Skift Take

Since the early 200s, the U.S. National Park Service has had one record summer after another. This season's outbreak of the deadly rodent flu has slowed bookings in one campground but hasn't affected the others.

The phones in the administrative building here are constantly ringing. Half a dozen rangers answer the calls:

“You were here just this last weekend?”

“Do you remember the area the cabin was in?”

“I understand your fear. I would have the same level of anxiety.”

Responding to questions about a recent outbreak of hantavirus linked to the park, the rangers rattle off information about the rodent-borne disease. Calendars, news articles and park maps cover their tables. In front of each phone sits a notepad where rangers tally the number of calls received.

Paul Ollig, the park’s deputy chief of interpretation, said that as of Saturday afternoon, the number was in the thousands. The emergency phone line opened Tuesday.

“We’re getting calls from worldwide,” Ollig said. “A lot of them from California, but we’re getting calls from the U.K., we’re getting calls from France, from China…. We haven’t really seen much of a lull at all.”

Public health authorities have traced six hantavirus cases to Yosemite, including two fatalities. Of the confirmed cases, five have been connected to the 91 “signature tent cabins” in Curry Village, one of the park’s most popular campgrounds. The origin of the final reported case is still unclear.

The park has attributed the cases to a design flaw in the signature tent cabins, which are now closed indefinitely as an investigation into the outbreak continues.

Yosemite officials have sent letters or emails to about 3,100 people who reserved one of the signature tent cabins between June 10 and Aug. 24. The Centers for Disease Control and Prevention said 10,000 people stayed in the cabins during that time and were at risk for contracting the disease.

And Yosemite is already feeling the effects. Although park spokesman Scott Gediman said there wasn’t a noticeable dip in the 75,000 or so visitors expected during the busy Labor Day weekend, a spokeswoman for the concessionaire that handles lodging within the park says there was a 20% cancellation rate on a weekend that should be sold out.

“For us, we’ve had unprecedented cancellations,” Delaware North Cos. Parks & Resorts spokeswoman Lisa Cesaro said. “We’ve never seen this for a Labor Day.”

Most of the cancellations were in the roughly 500-unit Curry Village, Cesaro said. The Ahwahnee Hotel and Yosemite Lodge, the company’s marquee facilities, were still sold out.

Officials are also concerned about the effect hantavirus could have on future reservations, especially at Curry Village. Guests can book Yosemite lodging 366 days in advance, but Cesaro said they’ve already noticed a decrease in requests for Curry Village.

“It will definitely have an impact,” she said. “But I think it’s too new to know what that is.”

Gediman and his counterpart, park spokeswoman Kari Cobb, said the hantavirus outbreak has been one of the bigger incidents they’ve handled in years. They’ve fielded about 600 calls from the media, including from foreign outlets like Al Jazeera.

Yosemite is no stranger to high-profile stories, they said. But the difference with hantavirus — unlike the deaths of three people swept over Vernal Fall last summer or the young boys carried down the Merced River the day before the hantavirus news broke — is that there is no end in sight.

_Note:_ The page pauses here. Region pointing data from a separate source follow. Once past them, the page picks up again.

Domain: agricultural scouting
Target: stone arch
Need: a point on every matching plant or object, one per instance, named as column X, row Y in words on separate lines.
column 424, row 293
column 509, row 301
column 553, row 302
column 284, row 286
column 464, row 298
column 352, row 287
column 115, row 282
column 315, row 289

“With Vernal Fall, you put the news out there and the stories are there, but there’s an end to it,” Cobb said. “With hantavirus, we don’t know where the end is going to be. We don’t know how many more people are out there who may have contracted hantavirus or who think they may have contracted hantavirus. We don’t know.”

Terri Power worries her 11-year-old nephew could be one of those people.

Power, a California native who moved to Bristol, England, a decade ago, has been to Camp Curry often. When she and her partner decided to visit the States this summer with their nephew, the park was on their list.

They had heard about hantavirus before their trip, but Power’s grandmother called the park and was reassured precautions had been taken.

But now, Power says her nephew has flu-like symptoms — which can be the initial indicators of hantavirus. His doctor is monitoring him in case he takes a turn for the worse.

Power said they weren’t told about hantavirus upon checking in Aug. 23 and haven’t been contacted by the park since. Although they didn’t stay in the signature tent cabins, she said she’d still like first-hand information.

“I know they don’t want to start a panic,” she said. “But I’ve got an 11-year-old nephew I’m really worried about.”

Power said she would still return to Yosemite but would find another place to stay.

“I think the Curry Village days are over,” she said.

But others kept their plans to visit Yosemite this week, both at Curry Village and beyond. The lobby of the Yosemite Lodge had a steady trickle of guests waiting to check in Friday evening.

One man standing in line eyed a flier sitting on the front desk. “HANTAVIRUS CAUTION,” it read.

(c)2012 the Los Angeles Times. Distributed by MCT Information Services.